The world's largest social network, a dorm room project for Harvard dropout Mark Zuckerberg that exploded in popularity and vaulted to Silicon Valley's top tier within eight years, revealed an annual revenue of $3.71 billion and operational income of $1.76 billion for the first time.
The 2011 figures, revealed in the company's preliminary filing to the US Securities Exchange Commission, show a 65 percent increase in revenue and 70 percent increase in operational income over the previous financial year.
Facebook's long-awaited submission kicks off a months-long process that will culminate in Silicon Valley's biggest coming-out party since the heyday of the dotcom boom and bust.
The company, which said it now has 845 million active users, appointed Morgan Stanley, Goldman Sachs and JPMorgan its lead underwriters. Other bookrunners included Bank of America Merrill Lynch, Barclays Capital and Allen & Co.
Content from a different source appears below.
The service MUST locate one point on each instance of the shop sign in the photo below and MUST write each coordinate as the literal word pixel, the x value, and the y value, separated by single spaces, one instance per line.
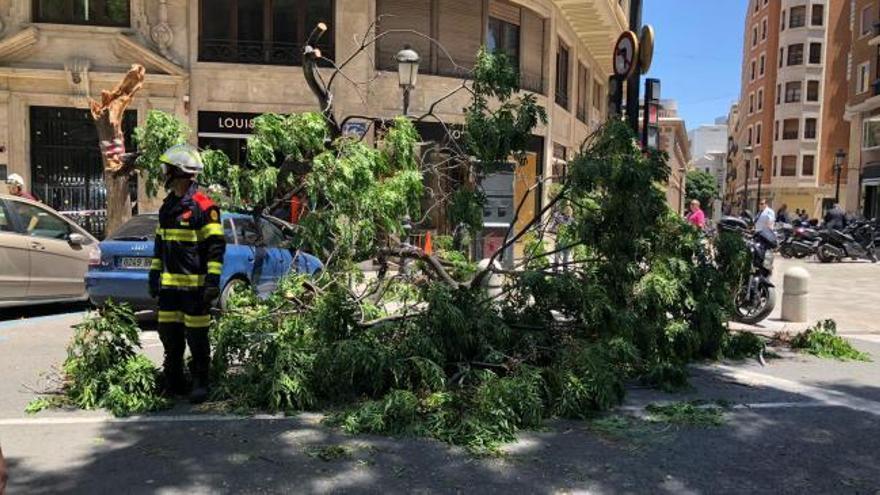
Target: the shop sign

Zuckerberg, who currently controls 28.4 percent of shares and 57.1 percent voting power in the company after proxy votes, characterised Facebook as embarking on "a social mission".
"We often talk about inventions like the printing press and the television," he said in a letter accompanying the documents.
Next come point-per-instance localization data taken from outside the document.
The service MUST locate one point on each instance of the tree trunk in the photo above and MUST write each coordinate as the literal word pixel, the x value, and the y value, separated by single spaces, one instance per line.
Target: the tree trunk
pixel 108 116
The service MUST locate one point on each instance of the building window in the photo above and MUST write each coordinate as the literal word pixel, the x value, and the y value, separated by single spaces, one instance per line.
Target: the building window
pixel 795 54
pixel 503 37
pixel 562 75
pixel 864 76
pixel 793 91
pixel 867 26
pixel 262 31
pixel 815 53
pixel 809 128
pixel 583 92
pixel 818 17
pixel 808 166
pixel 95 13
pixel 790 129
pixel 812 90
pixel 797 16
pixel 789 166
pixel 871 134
"Today, our society has reached another tipping point.
"There is a huge need and a huge opportunity to get everyone in the world connected, to give everyone a voice and to help transform society for the future. The scale of the technology and infrastructure that must be built is unprecedented."
Neither Zuckerberg or the company detailed how it planned to expand following the IPO but stressed Facebook "was not originally founded to be a company".
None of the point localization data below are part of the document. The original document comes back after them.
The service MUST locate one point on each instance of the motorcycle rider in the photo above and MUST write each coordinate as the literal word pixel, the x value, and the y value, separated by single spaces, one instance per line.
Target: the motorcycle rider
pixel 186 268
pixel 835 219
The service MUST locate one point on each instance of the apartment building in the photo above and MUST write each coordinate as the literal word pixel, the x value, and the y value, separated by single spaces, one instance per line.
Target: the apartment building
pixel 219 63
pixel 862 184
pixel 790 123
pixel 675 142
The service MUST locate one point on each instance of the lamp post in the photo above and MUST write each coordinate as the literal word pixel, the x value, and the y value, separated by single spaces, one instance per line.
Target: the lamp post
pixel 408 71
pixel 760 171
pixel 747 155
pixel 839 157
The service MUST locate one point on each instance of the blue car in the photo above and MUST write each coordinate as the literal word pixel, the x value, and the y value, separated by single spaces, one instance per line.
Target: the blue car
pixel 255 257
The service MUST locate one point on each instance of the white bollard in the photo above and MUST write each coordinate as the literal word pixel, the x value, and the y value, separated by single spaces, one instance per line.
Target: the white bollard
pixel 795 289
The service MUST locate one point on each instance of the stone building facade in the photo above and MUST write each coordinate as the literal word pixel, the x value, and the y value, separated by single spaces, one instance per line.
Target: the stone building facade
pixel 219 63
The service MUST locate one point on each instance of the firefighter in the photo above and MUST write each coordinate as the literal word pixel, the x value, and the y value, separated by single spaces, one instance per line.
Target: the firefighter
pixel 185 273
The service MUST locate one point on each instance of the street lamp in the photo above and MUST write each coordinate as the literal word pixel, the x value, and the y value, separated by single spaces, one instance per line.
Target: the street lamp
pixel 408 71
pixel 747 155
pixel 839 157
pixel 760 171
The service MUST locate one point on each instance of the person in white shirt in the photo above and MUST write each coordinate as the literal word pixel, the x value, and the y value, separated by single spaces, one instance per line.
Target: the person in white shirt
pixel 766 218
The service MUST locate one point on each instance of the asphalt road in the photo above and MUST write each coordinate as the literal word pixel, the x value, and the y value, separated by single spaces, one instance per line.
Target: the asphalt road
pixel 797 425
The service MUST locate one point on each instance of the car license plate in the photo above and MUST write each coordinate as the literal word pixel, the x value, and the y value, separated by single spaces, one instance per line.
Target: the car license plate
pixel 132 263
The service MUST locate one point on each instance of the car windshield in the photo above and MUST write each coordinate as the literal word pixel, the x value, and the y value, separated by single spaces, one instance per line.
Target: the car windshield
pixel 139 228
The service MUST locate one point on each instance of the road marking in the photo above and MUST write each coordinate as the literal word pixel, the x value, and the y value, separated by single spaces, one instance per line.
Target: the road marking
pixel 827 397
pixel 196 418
Zuckerberg's $500,000 base salary will drop to a dollar from January 1, 2013 and will sell down some of his shareholding in the company as a result of the IPO.
Facebook had previously been expected to raise $10 billion in what would have been the fourth-largest IPO in US history, after Visa, General Motors, and AT&T Wireless, according to Thomson Reuters data.
As expected, the prospectus underscored how the lion's share of Facebook's revenue, 85 percent, was derived from advertising in 2011.
Last year, social-gaming company Zynga, the creator of Farmville, accounted for 12 percent of Facebook's revenue.
Political prowess building
Preparing to join the ranks of publicly traded companies, Facebook is also beefing up its presence in the US capital with a first report of money pouring into its newly created political fundraising arm.
A latecomer to Washington, the social networking site is joining scores of powerful technology companies such as Microsoft Corp and Google Inc that have political action committees (PACs) used to raise funds for donations to political campaigns or causes.
The Facebook PAC, officially registered in December, last year raised just above $170,000, predominantly from Facebook's own executives and employees, according to its filing with the Federal Election Commission (FEC).
Zuckerberg gave $5000, a move echoed by investors Marc Andreessen, James Breyer, and Peter Thiel. Thiel last year also contributed to a so-called Super PAC Endorse Liberty that supports Ron Paul.
Facebook PAC also received $5000 from Erskine Bowles, another member of the board of directors who was former President Bill Clinton's chief of staff and helped lead a deficit-reduction panel last year.
The only spending the PAC did last year was on credit card and other processing fees, filings showed.
US regulators are cracking down on web giants they view as compromising user privacy to attract advertisers, and Facebook found itself in their crosshairs last year.
The company settled with the Federal Trade Commission, agreeing to be regulated for a period of 20 years whenever it decides to change its privacy policy.
In addition to privacy issues, Facebook has also thrown its hat into debates over patent reform, online piracy and cybersecurity, among other topics.
Facebook significantly ramped up its Washington presence, adding experienced political staffers to its public policy team, including Joel Kaplan, former deputy chief of staff to former President George W. Bush.
Kaplan, treasurer of the PAC, gave $5000 to the committee.
With a new powerhouse team in place, Facebook's lobbying expenditures skyrocketed in 2011 to $1.35 million from under $400,000 in 2010, according to data from the Center for Responsive Politics.
Still, the company's lobbying pales in comparison to larger tech firms with Google spending $9.68 million and Microsoft spending $7.34 million on federal lobbying in 2011.